Accessing biological data in R with semantic web technologies
- Published
- Accepted
- Subject Areas
- Bioinformatics, Computational Science
- Keywords
- RDF, Semantic Web, SPARQL, databases
- Copyright
- © 2014 Willighagen
- Licence
- This is an open access article distributed under the terms of the Creative Commons Attribution License, which permits unrestricted use, distribution, and reproduction in any medium, provided the original author and source are credited.
- Cite this article
- 2014. Accessing biological data in R with semantic web technologies. PeerJ PrePrints 2:e185v2 https://doi.org/10.7287/peerj.preprints.185v2
Abstract
Background. Semantic Web technologies are increasingly used in biological database systems. The improved expressiveness show advantages in tracking provenance and allowing knowledge to be more explicitly annotated. The list of semantic web standards needs a complementary set of tools to handle data in those formats to use them in bioinformatics workflows.
Methods. The approach proposed in this paper uses the Apache Jena library to create an environment where semantic web technologies can be use in the statistical environment R. The code is exposed as two R packages available from the Comprehensive R Archive Network (CRAN). The RJava library and a custom convenience class is used to bridge between R and the Jena library.
Results. We here present two examples showing how the Resource Description Framework (RDF) and SPARQL query standards can be employed in R. The first example takes input on BRCA1 SNPs from a BioMart and converts this into a RDF data set.
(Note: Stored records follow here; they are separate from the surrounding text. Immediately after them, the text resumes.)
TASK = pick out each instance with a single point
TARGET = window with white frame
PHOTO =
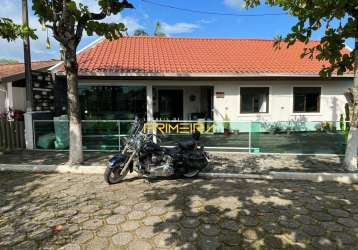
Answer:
(254, 100)
(306, 99)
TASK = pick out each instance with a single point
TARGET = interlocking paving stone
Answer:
(146, 232)
(136, 215)
(92, 224)
(348, 222)
(107, 231)
(175, 214)
(130, 225)
(122, 210)
(122, 239)
(97, 243)
(152, 220)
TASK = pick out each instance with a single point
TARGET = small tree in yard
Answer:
(10, 30)
(68, 20)
(339, 18)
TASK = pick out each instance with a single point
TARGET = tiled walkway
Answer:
(220, 162)
(82, 212)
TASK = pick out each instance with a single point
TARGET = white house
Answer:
(216, 79)
(12, 84)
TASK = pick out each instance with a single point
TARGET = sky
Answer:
(175, 23)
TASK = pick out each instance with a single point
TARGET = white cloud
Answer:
(14, 50)
(234, 3)
(178, 28)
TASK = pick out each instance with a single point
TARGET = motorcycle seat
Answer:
(187, 144)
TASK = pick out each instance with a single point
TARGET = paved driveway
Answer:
(81, 212)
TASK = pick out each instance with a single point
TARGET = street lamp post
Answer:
(28, 78)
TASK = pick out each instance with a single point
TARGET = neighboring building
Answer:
(190, 78)
(13, 85)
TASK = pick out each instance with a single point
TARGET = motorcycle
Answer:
(146, 157)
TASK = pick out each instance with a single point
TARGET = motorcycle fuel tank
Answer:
(162, 170)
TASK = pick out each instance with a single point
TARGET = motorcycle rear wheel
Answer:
(114, 175)
(191, 174)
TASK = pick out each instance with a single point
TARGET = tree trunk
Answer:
(350, 159)
(71, 67)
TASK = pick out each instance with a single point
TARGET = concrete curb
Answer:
(347, 178)
(81, 169)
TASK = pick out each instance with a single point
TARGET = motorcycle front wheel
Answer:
(191, 173)
(114, 175)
The second example runs a query on an experimental remote SPARQL end point provided by Uniprot, and searches textual annotations of proteins encoded by the BRCA1 gene. The third example shows how the package can be used to handle RDF returned by OpenTox web services.
Discussion. The two provided library bring basic semantic web technologies to R. While only a subset of Apache Jena is currently exposed, it provides key methods to deal with RDF data and resources. The libraries are freely available from the CRAN under the Affero GNU Public License version 3: http://cran.r-project.org/web/packages/rrdf/.
Author Comment
This version makes it clear in the title what data analysis platform is used, and adds the third example from the abstract.